Thankfully, I purchased AppleCare with my laptop, so I am still entitled to free repairs and replacements, but this replacement will take at least a week.

Not being able to run my computer for more than 20 minutes hit my productivity hard, but being without my only computer for a week would hit it even harder.

In the I.T. industry, we call this a single point of failure (SPOF), and it refers to any system or computer that is depended on, and doesn’t have any redundancies or alternatives available. In the event that it crashes or is broken, you would be rendered unable to do your job.

Local SPOFs

For the devices you own, you can do a quick audit for any SPOFs by pointing to any device plugged into a wall and ask yourself “if this stopped working, could I finish the work I need to get done today, this week, or however long as it takes to replace this item?”

If the answer is “no”, then you have identified a physical SPOF.
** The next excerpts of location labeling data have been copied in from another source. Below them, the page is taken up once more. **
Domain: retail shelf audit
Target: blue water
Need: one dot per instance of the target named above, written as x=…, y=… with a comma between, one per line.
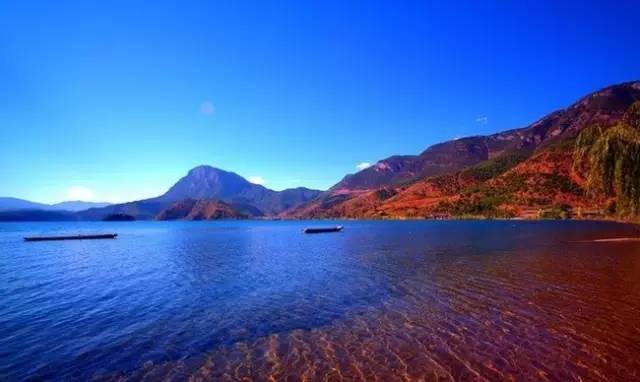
x=165, y=292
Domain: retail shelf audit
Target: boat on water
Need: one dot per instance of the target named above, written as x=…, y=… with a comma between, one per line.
x=74, y=237
x=323, y=229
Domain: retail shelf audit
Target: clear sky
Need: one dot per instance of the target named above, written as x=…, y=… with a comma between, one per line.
x=116, y=100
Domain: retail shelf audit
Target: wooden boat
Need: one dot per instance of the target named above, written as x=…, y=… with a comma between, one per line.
x=323, y=229
x=76, y=237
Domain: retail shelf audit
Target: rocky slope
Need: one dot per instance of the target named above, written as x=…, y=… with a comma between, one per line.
x=528, y=172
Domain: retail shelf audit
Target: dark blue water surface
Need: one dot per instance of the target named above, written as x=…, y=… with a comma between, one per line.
x=240, y=299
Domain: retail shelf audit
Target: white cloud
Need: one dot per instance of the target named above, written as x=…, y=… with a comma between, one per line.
x=207, y=108
x=80, y=193
x=256, y=180
x=363, y=165
x=482, y=120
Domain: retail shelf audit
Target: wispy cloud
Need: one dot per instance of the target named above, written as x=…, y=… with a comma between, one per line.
x=363, y=165
x=82, y=193
x=256, y=180
x=207, y=108
x=482, y=120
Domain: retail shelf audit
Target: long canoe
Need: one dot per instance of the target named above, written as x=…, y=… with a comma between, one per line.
x=75, y=237
x=323, y=229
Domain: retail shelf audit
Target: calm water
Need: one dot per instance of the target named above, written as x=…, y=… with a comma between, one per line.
x=382, y=300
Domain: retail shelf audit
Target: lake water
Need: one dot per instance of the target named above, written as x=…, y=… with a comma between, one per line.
x=409, y=300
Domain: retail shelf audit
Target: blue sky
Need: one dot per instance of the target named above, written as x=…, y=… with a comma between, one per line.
x=117, y=100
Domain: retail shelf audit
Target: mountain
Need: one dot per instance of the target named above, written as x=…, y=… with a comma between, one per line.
x=525, y=172
x=210, y=184
x=36, y=215
x=77, y=205
x=191, y=209
x=7, y=204
x=206, y=182
x=20, y=204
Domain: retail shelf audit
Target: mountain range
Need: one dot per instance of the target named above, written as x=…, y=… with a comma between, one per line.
x=530, y=172
x=21, y=204
x=527, y=172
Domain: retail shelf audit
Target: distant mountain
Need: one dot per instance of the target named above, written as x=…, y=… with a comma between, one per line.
x=525, y=172
x=206, y=182
x=210, y=184
x=36, y=215
x=7, y=204
x=20, y=204
x=77, y=205
x=203, y=209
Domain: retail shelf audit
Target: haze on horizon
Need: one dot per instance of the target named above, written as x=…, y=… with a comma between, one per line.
x=116, y=101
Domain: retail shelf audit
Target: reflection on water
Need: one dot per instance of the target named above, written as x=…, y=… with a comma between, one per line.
x=382, y=300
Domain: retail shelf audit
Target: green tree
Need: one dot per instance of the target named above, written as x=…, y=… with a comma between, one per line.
x=612, y=159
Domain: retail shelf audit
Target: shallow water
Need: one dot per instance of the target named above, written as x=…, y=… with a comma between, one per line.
x=382, y=300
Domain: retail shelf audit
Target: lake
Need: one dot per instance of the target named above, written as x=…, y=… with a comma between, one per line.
x=397, y=300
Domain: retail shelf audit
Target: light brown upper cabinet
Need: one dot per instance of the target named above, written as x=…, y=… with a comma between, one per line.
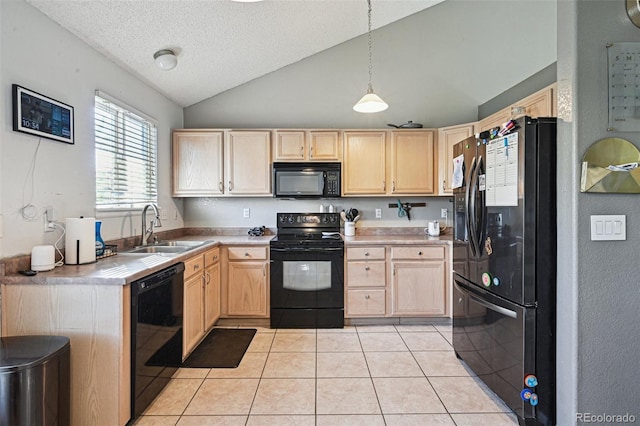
x=364, y=167
x=542, y=103
x=197, y=163
x=388, y=163
x=447, y=138
x=412, y=162
x=248, y=165
x=311, y=145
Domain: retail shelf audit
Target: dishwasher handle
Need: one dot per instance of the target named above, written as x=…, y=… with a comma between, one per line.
x=157, y=278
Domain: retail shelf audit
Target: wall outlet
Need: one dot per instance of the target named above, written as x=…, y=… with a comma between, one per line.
x=49, y=226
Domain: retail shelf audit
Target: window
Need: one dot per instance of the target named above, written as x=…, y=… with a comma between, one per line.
x=126, y=160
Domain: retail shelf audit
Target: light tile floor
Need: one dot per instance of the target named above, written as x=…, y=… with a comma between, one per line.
x=360, y=375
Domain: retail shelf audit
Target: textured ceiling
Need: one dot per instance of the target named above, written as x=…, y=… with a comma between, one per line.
x=220, y=44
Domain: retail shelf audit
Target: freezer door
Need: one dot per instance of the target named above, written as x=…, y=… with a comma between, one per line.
x=496, y=339
x=462, y=249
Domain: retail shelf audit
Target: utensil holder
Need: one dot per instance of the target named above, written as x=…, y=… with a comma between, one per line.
x=349, y=229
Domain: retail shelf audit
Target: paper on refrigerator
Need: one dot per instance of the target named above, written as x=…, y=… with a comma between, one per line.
x=458, y=174
x=502, y=171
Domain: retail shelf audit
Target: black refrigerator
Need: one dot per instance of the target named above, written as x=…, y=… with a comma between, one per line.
x=504, y=262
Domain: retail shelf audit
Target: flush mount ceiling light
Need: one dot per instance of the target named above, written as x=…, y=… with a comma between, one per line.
x=165, y=59
x=370, y=102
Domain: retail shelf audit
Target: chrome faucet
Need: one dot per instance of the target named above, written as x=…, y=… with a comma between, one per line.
x=148, y=232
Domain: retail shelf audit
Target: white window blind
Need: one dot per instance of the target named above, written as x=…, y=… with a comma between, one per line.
x=125, y=157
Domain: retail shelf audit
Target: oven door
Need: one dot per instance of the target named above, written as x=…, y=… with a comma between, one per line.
x=307, y=283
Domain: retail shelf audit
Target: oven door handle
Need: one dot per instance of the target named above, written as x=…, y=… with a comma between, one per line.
x=306, y=249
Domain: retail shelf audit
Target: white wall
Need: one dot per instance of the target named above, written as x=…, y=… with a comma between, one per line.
x=228, y=212
x=38, y=54
x=464, y=38
x=598, y=293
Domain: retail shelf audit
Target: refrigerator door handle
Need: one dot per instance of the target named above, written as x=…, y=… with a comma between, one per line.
x=499, y=309
x=467, y=210
x=471, y=211
x=480, y=220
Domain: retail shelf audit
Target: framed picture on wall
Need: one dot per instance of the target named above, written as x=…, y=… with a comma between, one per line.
x=42, y=116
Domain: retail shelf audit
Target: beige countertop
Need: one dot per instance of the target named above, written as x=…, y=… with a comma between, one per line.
x=396, y=239
x=124, y=267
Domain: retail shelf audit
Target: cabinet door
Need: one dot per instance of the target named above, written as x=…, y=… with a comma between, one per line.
x=212, y=295
x=324, y=146
x=412, y=162
x=248, y=166
x=289, y=146
x=364, y=163
x=247, y=292
x=447, y=138
x=193, y=327
x=197, y=163
x=418, y=288
x=495, y=120
x=539, y=104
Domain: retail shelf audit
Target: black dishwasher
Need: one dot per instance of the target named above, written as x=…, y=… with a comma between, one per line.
x=156, y=334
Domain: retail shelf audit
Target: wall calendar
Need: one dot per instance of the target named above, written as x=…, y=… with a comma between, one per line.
x=624, y=86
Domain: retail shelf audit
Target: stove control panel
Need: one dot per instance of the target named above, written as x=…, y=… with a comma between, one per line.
x=308, y=220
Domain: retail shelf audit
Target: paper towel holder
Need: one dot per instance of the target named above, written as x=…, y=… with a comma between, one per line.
x=42, y=258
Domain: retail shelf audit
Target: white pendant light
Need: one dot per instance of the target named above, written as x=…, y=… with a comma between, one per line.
x=165, y=59
x=370, y=102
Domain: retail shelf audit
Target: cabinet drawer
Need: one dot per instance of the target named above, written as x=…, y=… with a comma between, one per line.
x=212, y=256
x=247, y=253
x=366, y=274
x=366, y=302
x=193, y=266
x=418, y=252
x=365, y=253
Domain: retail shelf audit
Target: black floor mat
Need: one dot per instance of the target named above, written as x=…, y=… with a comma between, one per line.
x=222, y=348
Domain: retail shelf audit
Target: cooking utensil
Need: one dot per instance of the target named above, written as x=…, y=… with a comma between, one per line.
x=408, y=125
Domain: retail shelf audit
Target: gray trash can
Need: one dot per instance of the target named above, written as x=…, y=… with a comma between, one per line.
x=34, y=380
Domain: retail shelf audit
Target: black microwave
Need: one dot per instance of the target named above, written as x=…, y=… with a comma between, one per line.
x=306, y=180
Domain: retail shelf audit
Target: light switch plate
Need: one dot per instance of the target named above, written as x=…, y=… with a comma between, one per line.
x=608, y=227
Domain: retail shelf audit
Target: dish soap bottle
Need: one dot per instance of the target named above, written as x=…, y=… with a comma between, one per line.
x=99, y=240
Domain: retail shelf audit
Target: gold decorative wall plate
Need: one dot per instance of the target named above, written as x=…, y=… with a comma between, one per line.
x=611, y=165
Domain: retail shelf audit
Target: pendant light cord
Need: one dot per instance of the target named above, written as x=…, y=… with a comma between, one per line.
x=370, y=88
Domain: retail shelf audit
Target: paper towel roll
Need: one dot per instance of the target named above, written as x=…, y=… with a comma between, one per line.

For example, at Rack5, we all work remotely, so devices that I would point at when I am at home are:

If my wireless router stopped working, I could easily pick up my bag and head to the coffee shop on the corner with free wifi, or the coworking space that I typically work out of. Sure, I need to get it replaced, but it won’t keep me from getting work done that day.

If my iPhone 6 dies, I still own my iPhone 5 that I use for product testing and I can easily swap SIM cards to get on with my day.

If my MacBook Pro dies… I… well… then I am totally shit out of luck! I can’t effectively or efficiently work on my business from my iPhone, and I don’t have any other computer to open up Xcode and test new versions of Key.

Maybe if I worked for a larger company and we had a physical office building, I would easily be able to waltz over to the I.T. department and have it fixed or get a replacement in the same hour, but I don’t. This was my SPOF and I experienced first hand what a lack of a contingency plan does to my productivity.

Virtual SPOFs

If you work with a distributed team like we do, SPOFs exist outside of your physical presence as well. For us, it is the collection of online collaboration tools we use to move the business forward:

These companies are larger than us, and they have extra servers allocated for redundancy purposes and teams to make sure that their products are up 99.9% of the time. While it is unlikely that any of these tools will crash, I am still going to take time to create contingency plans if a service we rely on goes down.

Because my MacBook Pro is in for repairs, and I needed to fix my SPOF, I have now purchased a MacBook Air for personal use. Sure this will be my main computer for Netflix, email, and any other personal work, but it now serves as a backup computer for work in the event that my work computer needs repairs. All of my data is backed up using Time Machine for local backups and CrashPlan for online backups, so with the new computer I can pick up right where I left off.

Point to things in your workspace, make a list of tools you use online, and start making contingency plans for any SPOFs. When you experience a crash, you’ll be happy you thought ahead.